Lalit Chordia grows companies under the Thar umbrella

 
Lalit Chordia always wanted to be an entrepreneur. He didn’t know he would be an entrepreneur in Pittsburgh. Originally from India, he planned to go back, but started his first company as a student at Carnegie Mellon University. When he got married, he told his wife, “We will leave Pittsburgh.” Today, he jokes that 25 years later, he’s still leaving Pittsburgh.
His companies over the years have used the same technology — supercritical fluids — which in simplistic terms means pressurized carbon dioxide. Chordia says it’s used as a solvent, as a fluid to analyze pharmaceuticals and for heat transfer.
“We are in a number of different industries, but the base technology is the same — applications are completely different. So, we spin out separate companies to make sure each company has a focus,” he says.
Thar Instruments was sold in 2009. Thar Pharmaceuticals was sold in 2016. Chordia remains the president and CEO of two main companies, Thar Process Inc. and Thar Energy LLC, that employ about 50 people between them.
Thar Process is a production-scale supplier of supercritical fluid equipment and technology. Customers buy hardware to produce natural oils, flavors, fragrances, hemp cannabidiol, etc.
Thar Process also has extraction capabilities, where companies send materials that Thar processes for them. The 25,000-square-foot building serves as a demonstration site, too. Chordia estimates his Pittsburgh facility is the largest producer of Astaxanthin — an antioxidant from algae — in the U.S.
Thar Energy, on the other hand, received a $10 million grant to help the U.S. Department of Energy develop a heat exchanger. The goal is to replace water in steam power plants with CO2 to make the equipment smaller, more efficient and drive down the costs.
Rather than build power plants, Thar Energy hopes to take its DOE research and build small systems.
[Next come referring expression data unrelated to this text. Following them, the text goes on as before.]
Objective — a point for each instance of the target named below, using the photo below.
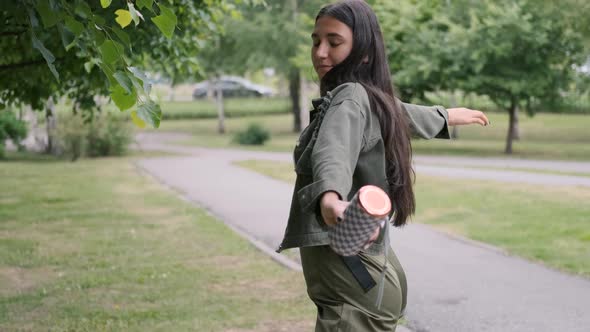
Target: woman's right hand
(332, 208)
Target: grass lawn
(543, 223)
(545, 136)
(96, 246)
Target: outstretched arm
(464, 116)
(433, 121)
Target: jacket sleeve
(335, 153)
(427, 121)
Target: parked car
(231, 86)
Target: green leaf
(89, 64)
(111, 51)
(122, 99)
(123, 80)
(74, 26)
(48, 16)
(123, 36)
(150, 113)
(83, 10)
(166, 21)
(147, 83)
(67, 37)
(123, 17)
(47, 55)
(138, 122)
(135, 15)
(145, 3)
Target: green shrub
(11, 128)
(255, 134)
(108, 135)
(100, 136)
(70, 136)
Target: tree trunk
(220, 109)
(50, 125)
(304, 105)
(516, 128)
(455, 131)
(294, 93)
(510, 138)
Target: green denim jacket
(348, 153)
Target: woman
(358, 135)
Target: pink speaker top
(374, 200)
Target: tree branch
(12, 33)
(12, 66)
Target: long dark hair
(367, 64)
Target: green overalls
(347, 154)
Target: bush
(108, 135)
(11, 128)
(70, 136)
(100, 136)
(255, 134)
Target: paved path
(455, 284)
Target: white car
(231, 86)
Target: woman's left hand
(464, 116)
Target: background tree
(276, 36)
(519, 54)
(80, 49)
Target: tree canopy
(80, 49)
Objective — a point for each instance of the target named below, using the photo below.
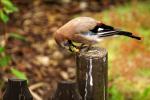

They could connect to a home’s natural gas to generate electricity at a higher efficiency.
“The effect of what we do has been significant to the economy. We have created, directly and indirectly, over 1,000 jobs in this area,” Chordia says of Thar’s work.

Pivot toward success

When you have many things going on, it’s critical to pick and choose. What you thought was the right product often turns out to be something else, Chordia says.
“If you don’t understand when to pivot, you’re going to continue down the road and you will hit a dead end,” he says.